O acesso à internet se difundiu consideravelmente nos últimos anos. Hoje, com smartphones, o uso de computadores diminuiu, e, consequentemente, os serviços de aluguel de uso por minuto nas máquinas também.
Thiago Nogueira Machado, 34 anos, acompanha esse movimento diariamente. Ele é proprietário da Sigma Lan House e Eletrônicos, na avenida Bento Gonçalves, nº 2.249, no bairro Partenon, na Capital.
Para driblar a situação, ele agregou diferentes serviços ao negócio. O empreendedor passou a vender acessórios, softwares, jogos de videogame e consoles. Além de implantar serviços de impressão, xerox e digitação.
"Desde 2015, senti uma queda vertiginosa no faturamento por parte dos acessos", conta.
O serviço de acesso representa, hoje, apenas 20% do faturamento. Mesmo assim, Thiago considera que "ainda é uma parte importante do negócio".
E ele prova com uma constatação: "consigo pagar as contas da loja só com os acessos".
LUIZA PRADO/JC

Baixa de revelação de imagens dá lugar a fotoprodutos

Há poucos anos, na volta de uma viagem ou após uma festa de casamento, era comum sentar para ver álbuns de fotos. Com a tecnologia, o álbum físico tem se tornado cada vez mais raro e sendo substituído por plataformas digitais, como Facebook e Instagram. Nessa troca de hábito, o negócio de Sílvio Luiz Aires da Silva, 59 anos, e Hildegard Malgut, foi afetado. A dupla é proprietária da Kasaphoto Laboratório Fotográfico, que fica na rua 24 de Outubro, nº 1.391, no bairro Auxiliadora, em Porto Alegre.
O jeito, dizem, é prestar atenção nas tendências e modos de consumo do seu principal produto, a fotografia. Sílvio lembra que o negócio passou por dois momentos divisores de águas. Um foi em 2003, com o surgimento da fotografia digital. O segundo, em 2009, com o boom dos celulares com câmera.

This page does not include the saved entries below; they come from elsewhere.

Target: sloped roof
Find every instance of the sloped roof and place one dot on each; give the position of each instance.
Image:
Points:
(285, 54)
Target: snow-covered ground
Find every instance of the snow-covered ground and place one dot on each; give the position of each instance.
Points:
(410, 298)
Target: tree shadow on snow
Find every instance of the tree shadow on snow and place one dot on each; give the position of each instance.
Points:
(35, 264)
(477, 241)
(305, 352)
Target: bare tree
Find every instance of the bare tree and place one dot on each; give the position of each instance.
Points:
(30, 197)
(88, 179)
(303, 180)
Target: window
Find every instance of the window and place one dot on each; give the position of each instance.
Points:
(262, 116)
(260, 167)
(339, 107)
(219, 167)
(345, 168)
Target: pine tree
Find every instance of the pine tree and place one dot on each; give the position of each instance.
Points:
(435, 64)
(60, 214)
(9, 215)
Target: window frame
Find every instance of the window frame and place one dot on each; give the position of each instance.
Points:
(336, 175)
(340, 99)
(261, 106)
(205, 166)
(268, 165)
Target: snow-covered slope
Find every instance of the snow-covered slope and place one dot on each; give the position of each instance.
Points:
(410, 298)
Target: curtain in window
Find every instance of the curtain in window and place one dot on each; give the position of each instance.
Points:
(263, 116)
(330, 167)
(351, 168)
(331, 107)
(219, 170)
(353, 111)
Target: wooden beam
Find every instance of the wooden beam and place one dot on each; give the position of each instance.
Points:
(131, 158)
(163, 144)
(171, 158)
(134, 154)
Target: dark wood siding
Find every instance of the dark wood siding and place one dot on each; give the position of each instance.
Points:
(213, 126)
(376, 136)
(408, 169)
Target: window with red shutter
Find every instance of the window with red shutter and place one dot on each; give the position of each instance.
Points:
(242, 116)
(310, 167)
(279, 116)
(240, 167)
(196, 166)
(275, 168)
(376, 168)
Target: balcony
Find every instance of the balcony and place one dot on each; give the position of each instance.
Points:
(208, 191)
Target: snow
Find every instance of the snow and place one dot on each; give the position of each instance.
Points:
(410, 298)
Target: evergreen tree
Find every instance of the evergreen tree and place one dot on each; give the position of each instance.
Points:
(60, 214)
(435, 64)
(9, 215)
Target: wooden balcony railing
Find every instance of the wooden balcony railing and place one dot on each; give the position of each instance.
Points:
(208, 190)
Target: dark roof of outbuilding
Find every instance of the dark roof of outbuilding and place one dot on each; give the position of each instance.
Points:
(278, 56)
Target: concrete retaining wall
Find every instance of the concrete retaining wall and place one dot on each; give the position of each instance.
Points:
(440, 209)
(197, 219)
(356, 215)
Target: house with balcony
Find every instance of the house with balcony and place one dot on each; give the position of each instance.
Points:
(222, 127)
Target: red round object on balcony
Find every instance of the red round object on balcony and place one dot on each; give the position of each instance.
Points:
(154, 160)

Se adaptar a um laboratório digital de impressão não foi simples. O investimento chegou a US$ 300 mil. 
"Até aquele momento, tínhamos apenas equipamentos analógicos de revelação de filmes e impressão. Fomos o segundo laboratório digital de Porto Alegre", recorda Sílvio, com orgulho. 
Da lacuna deixada pelas impressões de filmes fotográficos, a empresa incorporou serviços de produção de fotoprodutos personalizados, como canecas, camisetas, almofadas e embalagens estampadas. Os sócios, ainda, aumentaram a presença na internet e viram que o consumidor virou mais autônomo. Por isso, investiram em um programa on-line em que os próprios clientes descarregam e selecionam as fotos e organizam a disposição delas. Nessa onda, na loja, há um totem eletrônico de autoatendimento para revelação de imagens digitais.
De 2015 para cá, no entanto, a Kasaphoto sentiu uma queda acentuada nos ganhos oriundos de revelações. "Antes, a impressão representava 80% do nosso faturamento". Hoje, representa 50%, empatando com a produção de livros fotográficos.
Ele atribui a queda ao smartphone, que massificou a captura de fotos e armazena os arquivos no próprio dispositivo. Em contrapartida, o empreendedor vê nisso uma outra oportunidade. "As pessoas estão vindo até aqui atrás de soluções para que os arquivos não se percam", explica.
Sílvio lamenta que, com a tendência do digital, há quem perca suas lembranças. "Tem muita gente que armazena (mídias) apenas no digital e está perdendo esses registros. Às vezes, são momentos como os dos filhos pequenos", exemplifica. 
E o empreendedor continua vendo potencial no ramo em que atua. A revelação de fotografias, para ele, está longe do fim.
"É uma coisa de que as pessoas estão se dando conta de que precisam fazer."